Microsoft server crash nearly causes 800-plane pile-up
The radio system shutdown, which lasted more than three hours, left 800 planes in the air without contact to air traffic control, and led to at least five cases where planes came too close to one another, according to comments by the Federal Aviation Administration reported in the LA Times and The New York Times. Air traffic controllers were reduced to using personal mobile phones to pass on warnings to controllers at other facilities, and watched close calls without being able to alert pilots, according to the LA Times report.
[ . . . ]The [Windows] servers are timed to shut down after 49.7 days of use in order to prevent a data overload, a union official told the LA Times. To avoid this automatic shutdown, technicians are required to restart the system manually every 30 days. An improperly trained employee failed to reset the system, leading it to shut down without warning, the official said.

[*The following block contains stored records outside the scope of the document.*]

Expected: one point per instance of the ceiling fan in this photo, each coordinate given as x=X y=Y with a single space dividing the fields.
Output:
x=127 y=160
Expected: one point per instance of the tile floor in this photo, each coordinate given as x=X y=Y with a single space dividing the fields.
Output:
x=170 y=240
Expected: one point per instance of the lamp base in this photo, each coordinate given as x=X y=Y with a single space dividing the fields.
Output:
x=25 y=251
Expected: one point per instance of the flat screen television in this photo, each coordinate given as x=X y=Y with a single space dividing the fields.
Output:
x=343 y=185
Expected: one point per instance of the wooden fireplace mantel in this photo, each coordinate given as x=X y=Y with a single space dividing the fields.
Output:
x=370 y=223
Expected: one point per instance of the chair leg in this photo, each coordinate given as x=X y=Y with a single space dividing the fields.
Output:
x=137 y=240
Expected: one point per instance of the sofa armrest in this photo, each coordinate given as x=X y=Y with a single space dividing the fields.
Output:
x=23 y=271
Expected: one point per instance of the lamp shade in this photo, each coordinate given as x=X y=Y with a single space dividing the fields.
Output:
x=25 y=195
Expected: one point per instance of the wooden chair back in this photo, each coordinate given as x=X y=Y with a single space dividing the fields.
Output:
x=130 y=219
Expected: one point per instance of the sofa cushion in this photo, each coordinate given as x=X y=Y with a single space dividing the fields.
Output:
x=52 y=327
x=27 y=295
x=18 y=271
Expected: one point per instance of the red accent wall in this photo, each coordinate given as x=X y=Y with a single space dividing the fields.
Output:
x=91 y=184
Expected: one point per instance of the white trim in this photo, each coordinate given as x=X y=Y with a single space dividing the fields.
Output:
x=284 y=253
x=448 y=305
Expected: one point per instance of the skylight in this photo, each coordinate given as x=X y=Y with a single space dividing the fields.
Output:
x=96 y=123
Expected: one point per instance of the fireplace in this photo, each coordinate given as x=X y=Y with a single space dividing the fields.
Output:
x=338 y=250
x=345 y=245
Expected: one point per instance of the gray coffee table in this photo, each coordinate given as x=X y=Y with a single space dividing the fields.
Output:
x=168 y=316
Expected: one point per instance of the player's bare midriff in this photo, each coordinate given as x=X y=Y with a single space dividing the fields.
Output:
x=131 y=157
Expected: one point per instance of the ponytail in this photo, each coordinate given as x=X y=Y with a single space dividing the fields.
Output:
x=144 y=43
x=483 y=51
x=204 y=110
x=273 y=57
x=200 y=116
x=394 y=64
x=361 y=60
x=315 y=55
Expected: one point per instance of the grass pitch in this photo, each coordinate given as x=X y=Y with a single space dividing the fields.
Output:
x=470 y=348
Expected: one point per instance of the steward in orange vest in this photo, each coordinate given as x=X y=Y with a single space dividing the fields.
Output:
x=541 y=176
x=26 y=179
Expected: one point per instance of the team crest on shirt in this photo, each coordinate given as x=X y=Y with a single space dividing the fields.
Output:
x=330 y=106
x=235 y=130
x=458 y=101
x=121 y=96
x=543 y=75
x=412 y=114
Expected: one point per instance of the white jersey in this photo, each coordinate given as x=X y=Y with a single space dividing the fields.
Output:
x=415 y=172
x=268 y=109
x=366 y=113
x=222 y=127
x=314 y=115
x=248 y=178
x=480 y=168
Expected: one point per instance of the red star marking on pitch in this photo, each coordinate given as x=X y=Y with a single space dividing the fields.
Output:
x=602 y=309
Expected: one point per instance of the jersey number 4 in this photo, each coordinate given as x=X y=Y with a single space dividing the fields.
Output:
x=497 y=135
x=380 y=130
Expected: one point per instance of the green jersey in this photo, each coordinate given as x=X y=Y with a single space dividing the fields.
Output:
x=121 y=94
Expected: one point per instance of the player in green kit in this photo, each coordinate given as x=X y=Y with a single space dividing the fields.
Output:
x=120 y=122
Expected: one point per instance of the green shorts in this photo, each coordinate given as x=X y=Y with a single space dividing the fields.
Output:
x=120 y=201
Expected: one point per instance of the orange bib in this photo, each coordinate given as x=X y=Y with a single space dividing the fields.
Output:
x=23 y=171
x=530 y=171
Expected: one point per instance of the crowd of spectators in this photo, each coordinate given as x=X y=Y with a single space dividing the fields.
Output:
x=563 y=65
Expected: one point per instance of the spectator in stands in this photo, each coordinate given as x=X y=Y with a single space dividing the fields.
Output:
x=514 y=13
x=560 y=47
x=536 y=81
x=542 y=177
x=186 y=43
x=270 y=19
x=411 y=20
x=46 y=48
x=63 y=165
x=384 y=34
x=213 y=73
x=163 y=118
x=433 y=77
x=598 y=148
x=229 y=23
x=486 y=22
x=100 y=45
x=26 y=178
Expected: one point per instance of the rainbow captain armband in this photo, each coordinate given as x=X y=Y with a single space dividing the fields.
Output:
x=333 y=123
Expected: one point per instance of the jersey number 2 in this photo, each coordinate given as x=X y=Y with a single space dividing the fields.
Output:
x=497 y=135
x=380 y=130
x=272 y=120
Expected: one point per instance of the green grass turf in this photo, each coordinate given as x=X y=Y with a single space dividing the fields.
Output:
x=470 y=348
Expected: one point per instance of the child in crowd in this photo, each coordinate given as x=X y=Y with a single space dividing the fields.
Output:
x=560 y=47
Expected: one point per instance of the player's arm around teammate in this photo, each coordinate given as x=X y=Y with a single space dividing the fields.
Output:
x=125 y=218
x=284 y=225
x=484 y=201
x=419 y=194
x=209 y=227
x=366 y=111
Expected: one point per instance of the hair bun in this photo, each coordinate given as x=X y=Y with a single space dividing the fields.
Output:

The Windows systems were an “upgrade” to the original UNIX servers used at deployment, but evidently the testing or design didn’t include a 50+ day duty cycle[1].
So the moral of our story is: if you want something done, do it yourself. Is there a purer definition of Open Source?
I doubt the prior system was based on an open source foundation (Solaris or AIX, perhaps) but I would bet there was much great transparency into the workings of the base system with it than there is with Windows.
So what would have happened if there had been an accident attributable to this system failure? Who would be found negligent or culpable? In all honesty, I have to say MSFT wouldn’t be the one to take the fall here: the vendor/designer of the system that relied on Windows, despite it’s “warranty” (read: disclaimer) and with any awareness of it’s reliability in the field, is the guilty party. When I read phrases like “off-the-shelf” in the context of a system migration, I assume costs are a driving factor: in the context of safety, how much was LAX going to save? If it was a requirements-driven move, what were those requirements?
fn1. My FreeBSD-based server is at 58 days of uptime: though I would not equate the valuable work it does with air traffic control management, it doesn’t seem to have issues with uptimes in excess of 7 weeks.